A guerra contra a "opressão" do bom gosto
e o diálogo com Rita Lee já duram quase cinco décadas. Este teve início em 68,
quando Os Mutantes – banda integrada por Rita - gravaram com Caetano, Gilberto
Gil, Gal Costa, Nara Leão e Tom Zé o disco Tropicália ou Panis et Circencis,
que lançou o movimento Tropicalista, em 1968.
"Era estimulante" ele lembra.
"Estávamos sempre experimentando. Aqueles meninos, Arnaldo (Batista),
Sérgio (Dias) e Rita, eram incríveis.
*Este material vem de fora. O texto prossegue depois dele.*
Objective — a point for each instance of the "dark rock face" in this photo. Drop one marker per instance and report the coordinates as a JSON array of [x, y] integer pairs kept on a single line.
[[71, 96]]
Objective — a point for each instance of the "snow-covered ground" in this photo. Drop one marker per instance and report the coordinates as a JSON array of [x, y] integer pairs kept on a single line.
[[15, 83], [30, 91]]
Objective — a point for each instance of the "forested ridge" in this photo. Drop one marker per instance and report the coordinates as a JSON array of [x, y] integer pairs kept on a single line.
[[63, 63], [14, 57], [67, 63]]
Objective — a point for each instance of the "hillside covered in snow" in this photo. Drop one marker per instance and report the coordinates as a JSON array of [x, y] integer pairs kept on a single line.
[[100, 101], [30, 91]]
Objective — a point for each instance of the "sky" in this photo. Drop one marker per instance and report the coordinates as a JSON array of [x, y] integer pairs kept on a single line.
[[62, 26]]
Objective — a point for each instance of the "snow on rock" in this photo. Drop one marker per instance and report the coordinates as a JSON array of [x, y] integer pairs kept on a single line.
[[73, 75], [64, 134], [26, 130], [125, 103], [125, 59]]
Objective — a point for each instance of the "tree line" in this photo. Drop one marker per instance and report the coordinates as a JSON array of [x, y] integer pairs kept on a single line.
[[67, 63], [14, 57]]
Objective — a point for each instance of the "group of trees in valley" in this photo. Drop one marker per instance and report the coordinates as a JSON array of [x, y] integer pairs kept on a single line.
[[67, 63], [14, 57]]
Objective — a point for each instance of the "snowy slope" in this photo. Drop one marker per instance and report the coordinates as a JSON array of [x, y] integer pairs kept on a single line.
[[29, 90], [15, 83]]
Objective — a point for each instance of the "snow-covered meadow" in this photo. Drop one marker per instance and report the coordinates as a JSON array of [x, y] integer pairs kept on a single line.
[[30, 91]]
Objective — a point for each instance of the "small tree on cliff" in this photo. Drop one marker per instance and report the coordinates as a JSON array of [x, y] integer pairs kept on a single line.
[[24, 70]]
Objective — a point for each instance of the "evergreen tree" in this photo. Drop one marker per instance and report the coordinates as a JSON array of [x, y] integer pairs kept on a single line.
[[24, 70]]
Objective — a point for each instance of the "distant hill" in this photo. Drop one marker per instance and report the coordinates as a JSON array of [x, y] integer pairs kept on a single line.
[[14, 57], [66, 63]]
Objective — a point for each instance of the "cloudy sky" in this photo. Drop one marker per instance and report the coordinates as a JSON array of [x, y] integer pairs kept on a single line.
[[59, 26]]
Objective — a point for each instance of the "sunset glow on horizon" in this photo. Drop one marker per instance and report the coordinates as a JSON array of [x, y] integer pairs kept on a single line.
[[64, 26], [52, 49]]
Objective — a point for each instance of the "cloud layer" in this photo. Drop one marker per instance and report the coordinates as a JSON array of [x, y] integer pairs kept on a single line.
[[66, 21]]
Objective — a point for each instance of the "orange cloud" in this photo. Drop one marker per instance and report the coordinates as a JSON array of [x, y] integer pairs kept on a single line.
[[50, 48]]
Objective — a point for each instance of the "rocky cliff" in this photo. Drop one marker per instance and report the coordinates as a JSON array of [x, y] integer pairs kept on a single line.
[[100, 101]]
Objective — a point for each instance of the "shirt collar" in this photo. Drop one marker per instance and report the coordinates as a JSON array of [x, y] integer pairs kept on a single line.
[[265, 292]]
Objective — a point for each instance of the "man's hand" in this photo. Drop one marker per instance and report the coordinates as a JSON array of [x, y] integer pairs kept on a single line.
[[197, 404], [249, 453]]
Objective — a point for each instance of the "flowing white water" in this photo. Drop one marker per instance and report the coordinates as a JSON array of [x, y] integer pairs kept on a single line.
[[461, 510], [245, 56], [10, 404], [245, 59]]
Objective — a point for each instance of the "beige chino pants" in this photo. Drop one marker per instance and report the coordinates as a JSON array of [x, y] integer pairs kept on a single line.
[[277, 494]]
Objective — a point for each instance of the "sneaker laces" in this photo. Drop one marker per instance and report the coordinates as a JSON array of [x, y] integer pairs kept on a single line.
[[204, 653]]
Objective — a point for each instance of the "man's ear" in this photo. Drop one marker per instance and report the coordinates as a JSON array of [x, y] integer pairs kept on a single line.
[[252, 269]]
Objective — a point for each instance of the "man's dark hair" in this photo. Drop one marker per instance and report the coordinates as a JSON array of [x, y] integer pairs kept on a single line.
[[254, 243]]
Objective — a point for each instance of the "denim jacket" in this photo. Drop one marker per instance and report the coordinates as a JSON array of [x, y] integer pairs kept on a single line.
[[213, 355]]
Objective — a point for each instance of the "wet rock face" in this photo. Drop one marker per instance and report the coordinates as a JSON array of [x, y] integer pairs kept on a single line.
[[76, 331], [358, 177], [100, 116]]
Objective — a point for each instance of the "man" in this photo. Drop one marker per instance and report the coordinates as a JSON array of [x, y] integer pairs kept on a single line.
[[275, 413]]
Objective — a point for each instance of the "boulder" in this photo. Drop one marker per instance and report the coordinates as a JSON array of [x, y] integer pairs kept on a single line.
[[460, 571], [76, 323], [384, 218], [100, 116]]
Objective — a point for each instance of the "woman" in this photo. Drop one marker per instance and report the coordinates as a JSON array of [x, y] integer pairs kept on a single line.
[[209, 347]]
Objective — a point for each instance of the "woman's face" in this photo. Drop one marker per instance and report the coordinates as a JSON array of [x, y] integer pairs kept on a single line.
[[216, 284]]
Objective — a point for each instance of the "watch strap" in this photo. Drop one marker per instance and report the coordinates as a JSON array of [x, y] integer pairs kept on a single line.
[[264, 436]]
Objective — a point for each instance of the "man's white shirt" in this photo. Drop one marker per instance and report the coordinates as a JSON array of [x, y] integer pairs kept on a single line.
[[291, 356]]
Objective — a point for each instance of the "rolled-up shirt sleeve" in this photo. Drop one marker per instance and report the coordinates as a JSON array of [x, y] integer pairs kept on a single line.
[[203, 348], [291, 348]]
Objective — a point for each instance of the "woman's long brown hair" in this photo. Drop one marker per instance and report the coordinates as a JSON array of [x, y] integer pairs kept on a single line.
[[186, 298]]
Eles são incríveis."
"Eles apareceram e, para mim, foi mesmo
chocante. Porque eles eram muito garotos! O Serginho (Dias) tinha o quê, 16
anos? Fiquei impressionado com o nível de proficiência. Dava esperança. E dá,
né? Você sente que São Paulo pode. E que São Paulo ter reunido essa energia
capitalista dá muita força ao possível projeto Brasil."